Rice-producing areas in Japan are trying to boost exports on the back of government support. However, in Vietnam, where transportation costs and customs duties are high, rice imported from Japan is four to five times more expensive than locally grown rice. In addition, quarantines have made exporting rice to certain countries difficult.

"There is not enough Japanese rice to cater to the booming demand from Japanese restaurants across the world," said Shoichi Ito, a professor at Japan's Kyushu University. "Growing rice overseas is becoming an attractive option for Japanese farmers," he added, but noted that there is not enough information for farmers to make the leap.

In an industrial complex near Manila in the Philippines, a low-protein rice named Echigo is being produced for people with kidney diseases. The rice has a 10% lower protein content than regular rice.
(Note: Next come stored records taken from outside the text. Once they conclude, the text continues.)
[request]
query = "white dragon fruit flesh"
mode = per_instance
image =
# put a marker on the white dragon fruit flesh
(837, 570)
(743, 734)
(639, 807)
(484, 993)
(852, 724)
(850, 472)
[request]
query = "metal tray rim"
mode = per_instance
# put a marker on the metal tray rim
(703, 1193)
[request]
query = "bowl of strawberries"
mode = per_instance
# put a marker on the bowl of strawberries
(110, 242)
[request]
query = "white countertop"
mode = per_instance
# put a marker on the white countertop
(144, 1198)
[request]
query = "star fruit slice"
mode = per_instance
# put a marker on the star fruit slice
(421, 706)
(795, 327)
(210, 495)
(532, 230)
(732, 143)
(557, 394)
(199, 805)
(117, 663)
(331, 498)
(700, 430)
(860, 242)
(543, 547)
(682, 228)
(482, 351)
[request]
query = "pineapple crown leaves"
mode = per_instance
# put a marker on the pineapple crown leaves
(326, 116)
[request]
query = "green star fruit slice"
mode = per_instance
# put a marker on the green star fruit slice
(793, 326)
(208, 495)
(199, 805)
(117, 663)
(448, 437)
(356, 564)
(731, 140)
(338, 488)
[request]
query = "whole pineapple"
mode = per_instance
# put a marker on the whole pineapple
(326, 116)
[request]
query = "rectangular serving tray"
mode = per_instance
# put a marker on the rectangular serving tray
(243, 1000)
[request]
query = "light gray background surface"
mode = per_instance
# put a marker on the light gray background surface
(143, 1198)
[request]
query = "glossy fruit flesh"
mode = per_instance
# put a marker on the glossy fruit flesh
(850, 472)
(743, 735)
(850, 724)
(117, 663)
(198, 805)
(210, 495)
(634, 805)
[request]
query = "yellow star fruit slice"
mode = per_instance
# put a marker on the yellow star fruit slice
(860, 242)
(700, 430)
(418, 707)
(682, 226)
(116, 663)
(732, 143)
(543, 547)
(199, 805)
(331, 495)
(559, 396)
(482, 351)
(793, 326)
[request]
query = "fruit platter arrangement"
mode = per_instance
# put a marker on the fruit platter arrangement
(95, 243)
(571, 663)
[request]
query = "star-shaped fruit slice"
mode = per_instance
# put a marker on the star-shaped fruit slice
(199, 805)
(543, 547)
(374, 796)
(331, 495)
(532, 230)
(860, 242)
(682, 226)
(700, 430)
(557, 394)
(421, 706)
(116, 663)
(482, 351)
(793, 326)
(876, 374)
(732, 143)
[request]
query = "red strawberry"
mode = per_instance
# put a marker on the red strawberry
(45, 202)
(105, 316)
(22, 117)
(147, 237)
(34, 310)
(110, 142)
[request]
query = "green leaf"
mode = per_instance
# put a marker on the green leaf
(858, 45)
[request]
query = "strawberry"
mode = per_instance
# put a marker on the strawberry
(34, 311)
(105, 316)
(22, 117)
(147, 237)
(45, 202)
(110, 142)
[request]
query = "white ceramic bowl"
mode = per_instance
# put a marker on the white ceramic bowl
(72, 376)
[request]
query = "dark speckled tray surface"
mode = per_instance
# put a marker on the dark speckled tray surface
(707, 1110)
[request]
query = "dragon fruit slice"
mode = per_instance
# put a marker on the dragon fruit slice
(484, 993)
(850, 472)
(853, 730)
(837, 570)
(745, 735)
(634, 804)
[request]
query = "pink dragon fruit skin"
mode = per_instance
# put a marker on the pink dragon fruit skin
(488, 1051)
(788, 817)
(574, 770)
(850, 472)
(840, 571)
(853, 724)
The producer is Biotech Japan of Niigata Prefecture, whose CEO Kiyosada Egawa moved to the Philippines to oversee the project. "There are an increasing number of patients in Asia with kidney disease, who are required to limit their intake of protein. So the market for our product is expanding at a fast pace," he said. The company plans to export the product to Thailand and other countries.

"There is great demand in Southeast Asia, where medical environments are different from Japan and there is no low-protein rice available," said Egawa.

Other Asians eat much more rice than Japanese. Starting this year, Yamagata-based rice wholesaler Ask and others will contract with Indian farmers to grow rice, betting that demand will increase due to diversified diets as Asians' living standards improve.

Yamazaki Rice in Saitama Prefecture, near Tokyo, is mulling a partnership with an agricultural corporation in China to start mass production in that country as early as this year.

"The rest of Asia has greater potential for sales of rice and rice-flour bread than in Japan, where rice consumption remains sluggish," said Ito.

Niigata-based Forica Foods plans to partner with a local company in Thailand this April to start production of low-protein rice. If the company has success with it overseas, it could be successful in Japan as well.

In August, Alpha Food, based in Shimane Prefecture, began market research in India to explore the possibility of entering the market with products inspired by the Indian stir-fried rice dish Biryani. The new rice products are made using dehydrated alpha rice technology. The project is supported by the Japan International Cooperation Agency.

Meanwhile, Kazuhito Yamashita, a research director at Japanese think tank Canon Institute for Global Studies, warned of the difficulties of overseas production. "Japanese rice tastes good because of the sharp differences in temperature between seasons. If Japanese rice is grown in a different environment, the quality could be bad, ultimately hurting the brand," he said.